Aurecon's Century City office in Cape Town

12 June 2012 - Aurecon’s Competency Leaders are tasked with ensuring their teams collaborate globally to share best-of-breed skills in the different industries and geographies in which the company operates. Further, they are tasked with understanding the needs of the group’s clients and responding accordingly. The result is a winning combination of resources to enhance every project the group works on, regardless of location.

Three of Aurecon’s Competency Leaders visited South Africa recently, and in this round table interview, comment on their first impressions of our built environment locally, including the areas in which they believe South Africa is keeping pace with international trends, the cutting edge thinking which the group is applying locally and novel thinking around skills development.

  • Stephen Logan - Competency Leader, Building Sciences
  • Peter Greaves - Competency Leader, Building Services
  • Benjamin Coxon - Competency Leader, Building Structures

Having spent time in RSA recently, which international trends do you believe we are keeping pace with?

A leader in the sustainability race
Peter: South Africa is increasingly being seen by the international community as a leader in Green Star buildings and a country which is actively promoting sustainability within its built environment on a number of levels, including a strong drive by both the public and private sectors to achieve optimum efficiency.

Particularly encouraging is that fact that many of South Africa’s major centers, including Cape Town, Johannesburg, Durban and Tshwane, boast showcase Green Star SA buildings, which is evidence that people are willing to spend money on ensuring they occupy more sustainable workplaces.

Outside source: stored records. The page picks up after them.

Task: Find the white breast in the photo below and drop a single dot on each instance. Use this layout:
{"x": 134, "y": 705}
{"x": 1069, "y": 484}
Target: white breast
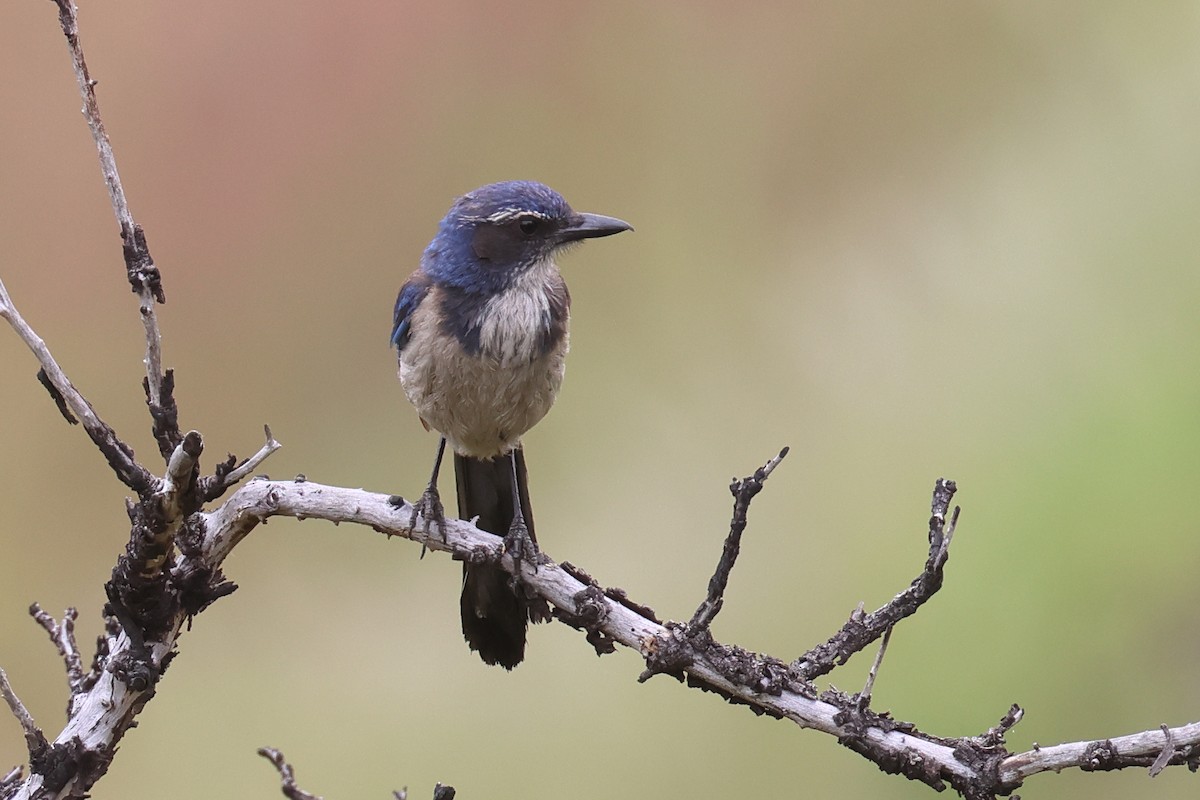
{"x": 514, "y": 322}
{"x": 484, "y": 403}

There is a real sense of the fact that this sort of investment offers ample paybacks.

Creating unified places
Benjamin: When one visits South Africa, having not experienced the country before, you might expect to encounter stereotypically hot, disparate streetscapes, yet this hasn’t been our experience at all. Developers thinking beyond individual spaces, about the creation of ‘unified places’ which include retail, commercial and residential (mixed-use) space on single sites. There is increased evidence of planned, integrated development which makes excellent use of streetscapes as public spaces which connect the surrounding buildings and serve to unify entire precincts. This is very unique and isn’t something you see very often, even in some more developed countries globally. This ‘place-making’ really is demonstrative of cutting edge, holistic thinking around how we plan and utilise space optimally.

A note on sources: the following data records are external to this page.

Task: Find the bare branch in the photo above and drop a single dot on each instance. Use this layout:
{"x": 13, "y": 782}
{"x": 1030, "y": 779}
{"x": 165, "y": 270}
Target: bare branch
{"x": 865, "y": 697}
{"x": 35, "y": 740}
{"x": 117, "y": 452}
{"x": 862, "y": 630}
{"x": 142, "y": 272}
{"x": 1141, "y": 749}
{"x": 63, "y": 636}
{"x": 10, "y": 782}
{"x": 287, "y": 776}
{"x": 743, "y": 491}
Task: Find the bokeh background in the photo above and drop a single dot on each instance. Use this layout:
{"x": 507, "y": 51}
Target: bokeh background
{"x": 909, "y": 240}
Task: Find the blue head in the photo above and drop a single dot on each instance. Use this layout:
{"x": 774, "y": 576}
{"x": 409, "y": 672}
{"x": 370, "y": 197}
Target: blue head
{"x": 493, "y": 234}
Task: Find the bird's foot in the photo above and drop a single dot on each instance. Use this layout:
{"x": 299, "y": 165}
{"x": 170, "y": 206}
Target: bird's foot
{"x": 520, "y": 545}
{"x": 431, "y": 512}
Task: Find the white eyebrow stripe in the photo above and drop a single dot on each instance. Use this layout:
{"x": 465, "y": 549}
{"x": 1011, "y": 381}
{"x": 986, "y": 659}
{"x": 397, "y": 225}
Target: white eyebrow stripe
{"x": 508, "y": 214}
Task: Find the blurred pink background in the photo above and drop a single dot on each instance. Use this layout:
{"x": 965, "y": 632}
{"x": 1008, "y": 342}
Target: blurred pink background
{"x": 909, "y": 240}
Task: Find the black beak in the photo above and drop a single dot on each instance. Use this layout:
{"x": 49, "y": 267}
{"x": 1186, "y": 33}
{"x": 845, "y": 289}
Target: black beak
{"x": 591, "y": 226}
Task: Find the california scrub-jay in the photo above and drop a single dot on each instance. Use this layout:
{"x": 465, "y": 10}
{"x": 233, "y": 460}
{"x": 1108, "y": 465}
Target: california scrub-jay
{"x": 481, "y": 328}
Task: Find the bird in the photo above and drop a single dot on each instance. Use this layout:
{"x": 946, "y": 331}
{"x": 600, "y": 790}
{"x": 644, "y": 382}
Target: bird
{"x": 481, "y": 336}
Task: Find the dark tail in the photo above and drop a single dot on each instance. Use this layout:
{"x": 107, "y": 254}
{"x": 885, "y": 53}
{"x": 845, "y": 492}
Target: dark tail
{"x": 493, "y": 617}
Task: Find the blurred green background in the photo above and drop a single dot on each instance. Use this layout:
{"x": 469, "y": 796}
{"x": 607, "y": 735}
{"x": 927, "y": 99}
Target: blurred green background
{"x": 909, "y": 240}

Which international trends have the potential to add value to the South African built environment and how is Aurecon applying these locally?

Advanced building modeling for optimal outcomes
Peter: In terms of the increasing trend towards Green Star buildings, there is an opportunity to take the design of these buildings to the next level in terms of how technology is applied during the conceptual design phase. The use of Building Information Modelling (BIM) and 3D design techniques to explore and understand a project’s physical and functional characteristics before it is built can offer our clients cost savings as well as flexibility. Coupled to this is the possibility of ensuring no unknown variables negatively influence a building’s performance. What results is ultimately smarter design – including smart facades and smart building envelopes. 

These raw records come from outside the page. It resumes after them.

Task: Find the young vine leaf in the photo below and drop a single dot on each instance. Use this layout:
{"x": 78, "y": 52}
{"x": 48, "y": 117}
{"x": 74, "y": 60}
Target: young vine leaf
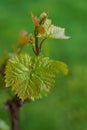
{"x": 52, "y": 31}
{"x": 32, "y": 77}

Benjamin: Structures, too, are becoming more intelligent as we realise new solutions to creating exposed, tall, longspan, sustainable and, in earthquake prone areas, low damage seismic resistant buildings that push the boundaries of what was previously considered possible. Increasingly, engineering teams are being called on to apply lessons learnt around the world to produce structures that have intelligence built in from the very beginning as opposed to trying to fit this kind of thinking in at the end of the design process.

A question of value
Benjamin: Increasingly, engineers are being tasked with understanding, driving and applying additional value in terms of project outcomes. This requires them to venture beyond the most obvious of project deliverables, i.e. cost and delivery timeframes, and challenge clients to orientate their investment decisions toward future driven project outcomes. These are often very diverse, and unique to each individual project, but might include the fact that, for example, occupying cutting-edge premises plays a role in talent retention in today’s war for skills. Coupled to this, tenants are increasing unwilling to occupy buildings which don’t meet minimal sustainability criteria, and so investing beyond building ‘basics’ is a wise development strategy. In today’s competitive environment, it really is about partnering with each individual client to achieve more than just project completion.

Responding to climate
Stephen: Designing for climate is a key aspect of sustainable design for buildings. This means looking for both the threats and the opportunities in each place. This means you would have different approaches for buildings in Tshwane, Cape Town and EThekwini etc. In each location, we need to take advantage of the local climate to produce the most efficient designs possible. For example, Cape Town has mild temperatures and strong breezes, influenced by the sea all around it. This means you would try to use natural ventilation as much as possible. The dust in Johannesburg, however, might dissuade you from using this same approach there.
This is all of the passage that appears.